Le richieste dei sindacati

Nonostante l’ottimismo per l’arrivo di un partner industriale strategico, Fiom, Fim e le RSU mantengono alta l’attenzione. I sindacati hanno già richiesto un confronto urgente per discutere tre punti cardine:

  • Perimetro occupazionale: garanzia del mantenimento di tutti i posti di lavoro.
  • Piano industriale: presentazione di un progetto solido e di lungo periodo.
  • Tutela dei diritti: definizione dei termini del passaggio di proprietà per salvaguardare le condizioni contrattuali dei dipendenti.


Hydro Feltre: accordo sulla CIGO e tavolo al Ministero

Novità positive arrivano anche dal fronte Hydro Feltre. Lo scorso 20 aprile è stata firmata l’intesa per la proroga della Cassa Integrazione Ordinaria fino al 12 luglio. Lo strumento si è reso necessario per gestire il fermo produttivo causato dal grave incendio che ha danneggiato la sottostazione elettrica del sito.

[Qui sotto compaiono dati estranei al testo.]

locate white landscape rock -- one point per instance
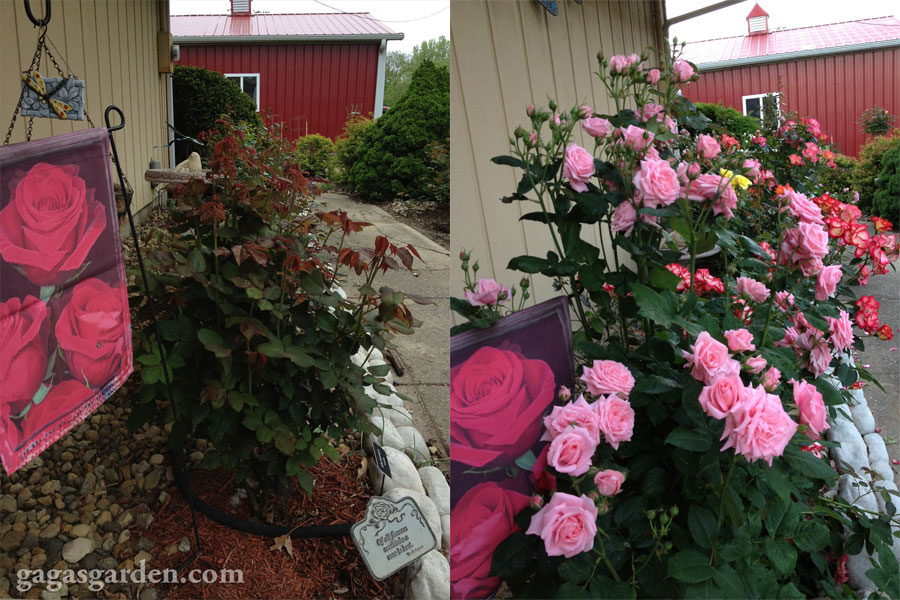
(415, 445)
(437, 488)
(852, 455)
(403, 473)
(425, 504)
(430, 578)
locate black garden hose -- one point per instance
(264, 529)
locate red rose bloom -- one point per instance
(63, 398)
(481, 519)
(50, 224)
(497, 398)
(92, 329)
(24, 328)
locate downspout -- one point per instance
(379, 80)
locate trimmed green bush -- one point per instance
(201, 97)
(315, 153)
(835, 181)
(730, 119)
(393, 157)
(348, 145)
(870, 167)
(886, 203)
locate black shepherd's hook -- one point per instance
(43, 22)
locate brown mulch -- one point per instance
(320, 568)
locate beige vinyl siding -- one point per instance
(504, 55)
(111, 44)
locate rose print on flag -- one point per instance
(64, 317)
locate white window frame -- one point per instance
(241, 84)
(761, 96)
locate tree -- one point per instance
(400, 66)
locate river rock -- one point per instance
(430, 578)
(436, 487)
(77, 549)
(403, 473)
(426, 505)
(415, 445)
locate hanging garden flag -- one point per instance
(64, 317)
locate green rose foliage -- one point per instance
(201, 98)
(393, 158)
(886, 202)
(258, 341)
(691, 520)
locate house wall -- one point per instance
(833, 89)
(503, 56)
(311, 88)
(112, 46)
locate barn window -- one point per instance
(756, 104)
(249, 84)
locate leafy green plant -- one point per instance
(870, 166)
(315, 153)
(730, 119)
(886, 203)
(392, 159)
(258, 336)
(201, 98)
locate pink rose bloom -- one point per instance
(841, 330)
(758, 428)
(827, 281)
(608, 377)
(755, 364)
(658, 182)
(619, 63)
(575, 415)
(571, 451)
(710, 359)
(722, 396)
(812, 408)
(707, 146)
(683, 70)
(609, 482)
(567, 524)
(578, 167)
(771, 379)
(597, 127)
(752, 288)
(650, 110)
(487, 291)
(624, 217)
(739, 340)
(635, 138)
(616, 418)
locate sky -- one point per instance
(415, 19)
(783, 14)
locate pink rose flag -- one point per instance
(64, 320)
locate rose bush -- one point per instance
(720, 491)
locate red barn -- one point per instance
(830, 72)
(308, 71)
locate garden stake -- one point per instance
(127, 193)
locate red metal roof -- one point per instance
(280, 26)
(757, 12)
(834, 35)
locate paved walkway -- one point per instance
(883, 363)
(425, 355)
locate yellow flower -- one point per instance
(740, 181)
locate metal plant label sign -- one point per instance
(392, 535)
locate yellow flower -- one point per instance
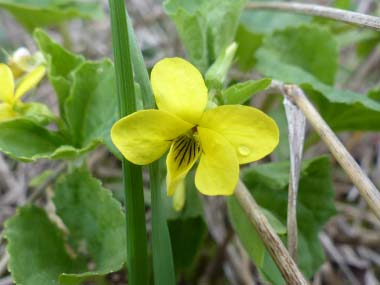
(9, 95)
(221, 138)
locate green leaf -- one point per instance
(36, 248)
(241, 92)
(206, 28)
(32, 14)
(248, 42)
(60, 65)
(255, 25)
(25, 140)
(307, 49)
(40, 113)
(269, 185)
(91, 108)
(266, 22)
(289, 56)
(187, 236)
(95, 222)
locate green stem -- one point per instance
(163, 265)
(137, 257)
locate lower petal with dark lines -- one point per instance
(183, 153)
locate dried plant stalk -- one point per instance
(273, 243)
(359, 19)
(296, 133)
(365, 186)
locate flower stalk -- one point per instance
(137, 257)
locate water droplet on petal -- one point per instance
(244, 150)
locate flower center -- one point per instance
(186, 149)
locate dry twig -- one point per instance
(273, 243)
(320, 11)
(366, 188)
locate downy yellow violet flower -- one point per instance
(221, 138)
(10, 97)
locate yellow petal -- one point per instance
(183, 153)
(6, 84)
(218, 170)
(6, 112)
(179, 89)
(30, 81)
(144, 136)
(252, 133)
(179, 196)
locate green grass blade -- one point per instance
(163, 265)
(137, 257)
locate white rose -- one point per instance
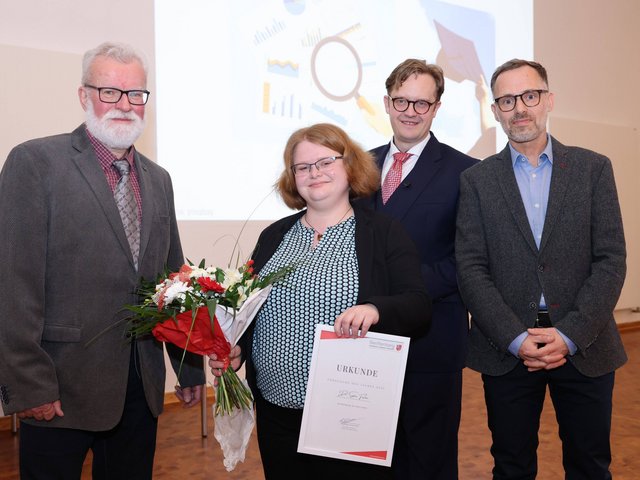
(176, 291)
(231, 277)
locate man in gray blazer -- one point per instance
(541, 261)
(71, 260)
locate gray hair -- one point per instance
(120, 52)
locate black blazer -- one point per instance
(388, 275)
(425, 204)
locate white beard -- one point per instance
(114, 135)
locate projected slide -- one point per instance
(235, 78)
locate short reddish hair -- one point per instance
(362, 172)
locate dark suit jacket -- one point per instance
(388, 275)
(580, 265)
(68, 271)
(425, 204)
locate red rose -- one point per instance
(210, 285)
(203, 338)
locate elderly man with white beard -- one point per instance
(83, 216)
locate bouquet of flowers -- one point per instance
(205, 310)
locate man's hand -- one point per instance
(543, 349)
(43, 412)
(189, 396)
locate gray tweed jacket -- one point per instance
(67, 273)
(580, 265)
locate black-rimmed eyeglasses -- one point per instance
(321, 165)
(530, 98)
(113, 95)
(419, 106)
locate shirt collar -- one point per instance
(547, 153)
(415, 150)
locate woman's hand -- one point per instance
(217, 366)
(355, 321)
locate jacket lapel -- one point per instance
(89, 167)
(148, 205)
(511, 192)
(560, 176)
(364, 252)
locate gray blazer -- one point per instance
(67, 272)
(580, 265)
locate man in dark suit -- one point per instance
(422, 192)
(541, 262)
(73, 252)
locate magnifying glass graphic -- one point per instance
(335, 52)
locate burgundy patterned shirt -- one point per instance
(106, 159)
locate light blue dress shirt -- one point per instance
(534, 184)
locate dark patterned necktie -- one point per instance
(394, 175)
(128, 208)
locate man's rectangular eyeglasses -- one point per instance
(530, 98)
(419, 106)
(322, 164)
(113, 95)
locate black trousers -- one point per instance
(583, 410)
(278, 432)
(427, 437)
(123, 453)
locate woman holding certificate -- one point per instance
(355, 269)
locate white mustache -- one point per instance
(118, 115)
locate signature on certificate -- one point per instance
(350, 422)
(353, 395)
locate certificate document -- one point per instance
(353, 396)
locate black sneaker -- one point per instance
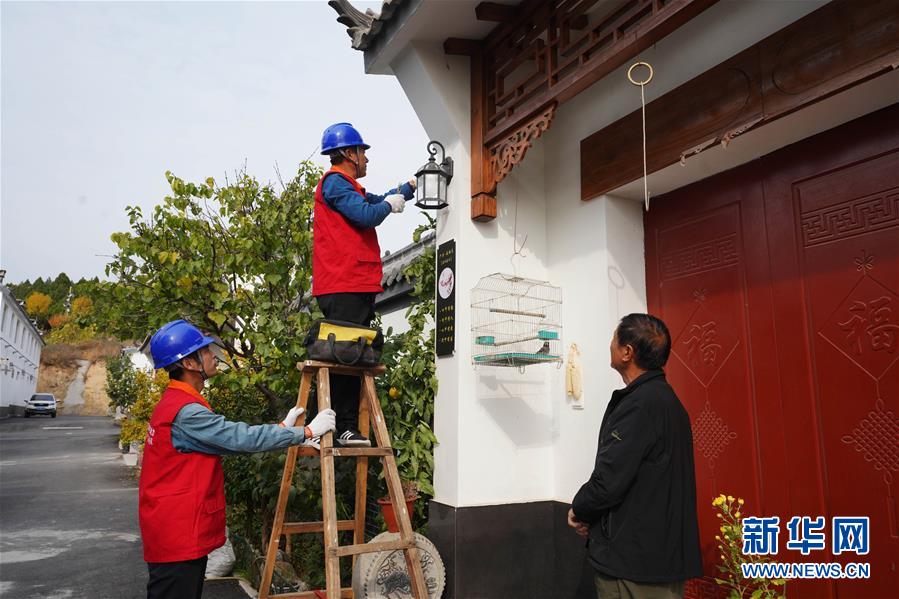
(351, 438)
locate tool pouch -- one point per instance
(346, 343)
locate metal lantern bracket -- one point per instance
(432, 179)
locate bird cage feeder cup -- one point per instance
(516, 322)
(432, 179)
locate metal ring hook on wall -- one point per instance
(630, 73)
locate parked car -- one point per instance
(41, 403)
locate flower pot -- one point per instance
(389, 516)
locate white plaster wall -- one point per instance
(20, 353)
(506, 437)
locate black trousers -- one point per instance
(358, 308)
(176, 580)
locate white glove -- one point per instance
(397, 202)
(292, 416)
(324, 421)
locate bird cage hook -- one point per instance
(642, 84)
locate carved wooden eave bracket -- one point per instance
(542, 54)
(511, 150)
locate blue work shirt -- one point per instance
(197, 429)
(364, 213)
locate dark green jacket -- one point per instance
(640, 501)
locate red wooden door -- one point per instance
(779, 281)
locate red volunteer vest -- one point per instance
(345, 259)
(182, 495)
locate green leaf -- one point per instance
(217, 317)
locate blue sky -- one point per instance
(100, 99)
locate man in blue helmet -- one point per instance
(182, 486)
(346, 257)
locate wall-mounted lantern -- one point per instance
(432, 179)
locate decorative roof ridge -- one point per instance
(363, 27)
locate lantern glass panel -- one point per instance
(419, 188)
(431, 183)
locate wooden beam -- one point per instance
(597, 64)
(495, 12)
(483, 185)
(483, 208)
(825, 52)
(457, 46)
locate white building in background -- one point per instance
(20, 354)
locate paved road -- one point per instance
(68, 513)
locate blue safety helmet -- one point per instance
(176, 340)
(341, 135)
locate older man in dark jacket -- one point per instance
(638, 509)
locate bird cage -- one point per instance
(516, 322)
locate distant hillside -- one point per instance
(60, 365)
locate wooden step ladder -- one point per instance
(369, 412)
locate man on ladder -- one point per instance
(182, 486)
(346, 257)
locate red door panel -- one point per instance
(779, 281)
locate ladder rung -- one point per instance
(346, 593)
(372, 547)
(341, 369)
(307, 452)
(296, 528)
(358, 452)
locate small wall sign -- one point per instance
(446, 298)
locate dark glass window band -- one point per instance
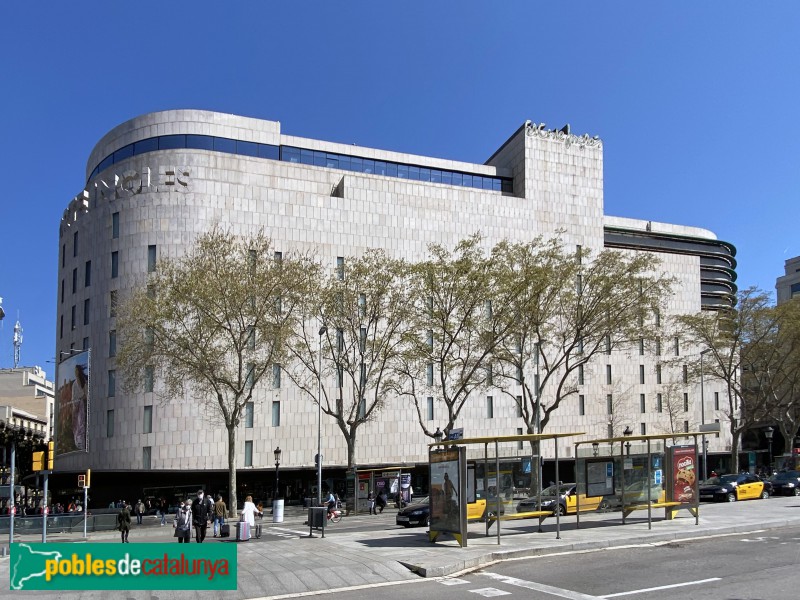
(304, 156)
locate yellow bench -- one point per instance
(534, 514)
(670, 508)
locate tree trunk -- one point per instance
(232, 501)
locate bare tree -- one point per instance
(211, 324)
(363, 309)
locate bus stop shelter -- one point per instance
(495, 441)
(669, 475)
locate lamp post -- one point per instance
(703, 414)
(322, 331)
(277, 454)
(768, 431)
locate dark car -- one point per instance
(733, 487)
(786, 483)
(416, 514)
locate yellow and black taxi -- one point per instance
(733, 487)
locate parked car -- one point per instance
(417, 514)
(564, 499)
(733, 487)
(786, 483)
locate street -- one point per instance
(761, 565)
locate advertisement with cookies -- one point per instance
(683, 473)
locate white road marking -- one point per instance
(661, 587)
(490, 592)
(539, 587)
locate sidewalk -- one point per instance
(286, 562)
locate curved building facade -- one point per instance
(157, 181)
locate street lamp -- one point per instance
(703, 414)
(277, 454)
(322, 331)
(768, 431)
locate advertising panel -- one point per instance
(683, 473)
(72, 404)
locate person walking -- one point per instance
(183, 522)
(202, 511)
(124, 523)
(139, 510)
(220, 509)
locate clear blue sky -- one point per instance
(697, 103)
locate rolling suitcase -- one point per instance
(242, 531)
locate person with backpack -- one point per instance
(124, 523)
(183, 522)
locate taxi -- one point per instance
(733, 487)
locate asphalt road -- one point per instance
(757, 565)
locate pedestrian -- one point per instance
(139, 511)
(220, 509)
(183, 522)
(202, 511)
(124, 523)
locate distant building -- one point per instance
(26, 399)
(157, 181)
(788, 286)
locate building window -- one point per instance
(152, 255)
(148, 419)
(276, 376)
(248, 453)
(149, 378)
(340, 268)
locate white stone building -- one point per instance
(156, 181)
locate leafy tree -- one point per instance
(364, 312)
(212, 324)
(737, 340)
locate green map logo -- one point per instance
(111, 567)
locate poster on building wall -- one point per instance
(72, 404)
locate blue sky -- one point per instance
(696, 102)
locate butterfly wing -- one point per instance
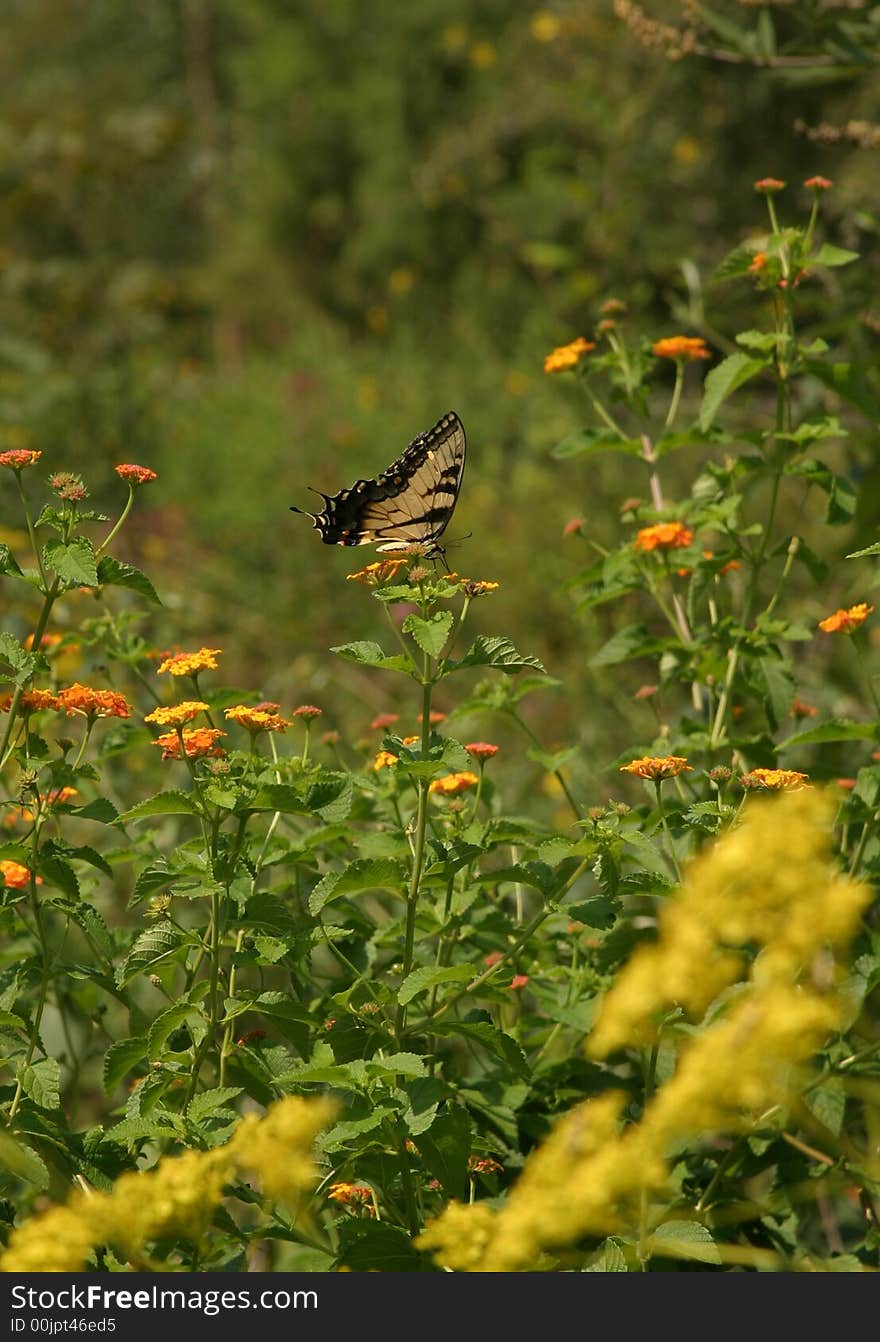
(411, 502)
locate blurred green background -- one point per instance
(259, 244)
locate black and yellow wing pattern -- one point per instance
(409, 503)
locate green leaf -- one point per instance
(42, 1082)
(376, 1247)
(446, 1149)
(611, 1258)
(763, 341)
(836, 729)
(829, 255)
(425, 977)
(73, 561)
(495, 1040)
(168, 1021)
(361, 874)
(22, 1161)
(207, 1102)
(120, 1059)
(369, 654)
(778, 685)
(841, 502)
(431, 635)
(114, 573)
(99, 808)
(495, 652)
(22, 664)
(172, 803)
(686, 1240)
(725, 380)
(150, 948)
(8, 562)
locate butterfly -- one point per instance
(409, 503)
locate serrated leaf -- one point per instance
(42, 1082)
(23, 1161)
(172, 803)
(207, 1102)
(116, 573)
(120, 1059)
(74, 561)
(150, 948)
(8, 562)
(20, 663)
(361, 874)
(723, 380)
(495, 652)
(431, 635)
(369, 654)
(99, 808)
(841, 502)
(861, 554)
(376, 1247)
(686, 1240)
(778, 685)
(168, 1021)
(611, 1259)
(849, 383)
(425, 977)
(492, 1039)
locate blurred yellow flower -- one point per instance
(179, 1196)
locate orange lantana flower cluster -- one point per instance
(776, 780)
(177, 713)
(353, 1195)
(844, 622)
(134, 475)
(656, 768)
(31, 701)
(384, 760)
(191, 663)
(16, 458)
(568, 356)
(454, 783)
(377, 572)
(663, 536)
(686, 348)
(199, 744)
(256, 719)
(93, 703)
(15, 875)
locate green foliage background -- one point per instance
(259, 244)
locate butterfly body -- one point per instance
(409, 503)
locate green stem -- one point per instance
(514, 950)
(419, 847)
(657, 784)
(676, 393)
(44, 978)
(557, 773)
(6, 749)
(863, 666)
(114, 530)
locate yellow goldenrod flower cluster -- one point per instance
(769, 883)
(179, 1196)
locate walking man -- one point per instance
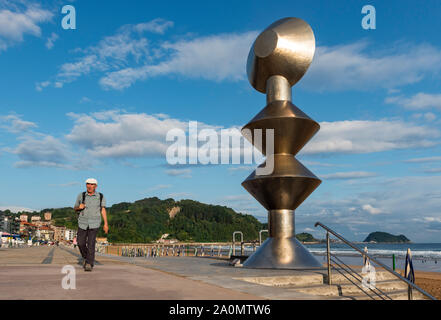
(90, 205)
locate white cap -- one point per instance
(92, 181)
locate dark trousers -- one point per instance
(86, 242)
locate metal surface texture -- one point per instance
(285, 48)
(277, 60)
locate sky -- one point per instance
(98, 101)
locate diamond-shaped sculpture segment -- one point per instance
(292, 128)
(286, 188)
(278, 59)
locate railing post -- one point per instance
(328, 254)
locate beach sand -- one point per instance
(430, 282)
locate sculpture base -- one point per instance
(282, 253)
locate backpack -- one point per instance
(101, 199)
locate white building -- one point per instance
(69, 234)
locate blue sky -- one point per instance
(97, 101)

Integrazione del reddito e tutele

L’accordo raggiunto garantisce condizioni migliorative per i lavoratori:

  • Integrazione salariale: la CIGO coprirà fino al 78% della retribuzione lorda, salendo all’80% per chi ha una RAL inferiore ai 30 mila euro.
  • Istituti contrattuali: garantita la piena maturazione di ferie, tredicesima, quattordicesima e PAR per tutto il periodo.

Il futuro del sito

Messa in sicurezza la parte economica, l’attenzione si sposta ora sulla cessione dell’attività. Il prossimo 11 maggio è stato convocato un tavolo presso il Ministero delle Imprese e del Made in Italy per verificare le manifestazioni d’interesse dei potenziali acquirenti che stanno già effettuando sopralluoghi nello stabilimento. Per Stefano Bona (Fiom) e Mauro Zulian (Fim), la compattezza dimostrata dai lavoratori nel difendere la propria dignità è stata la chiave per ottenere questi primi risultati.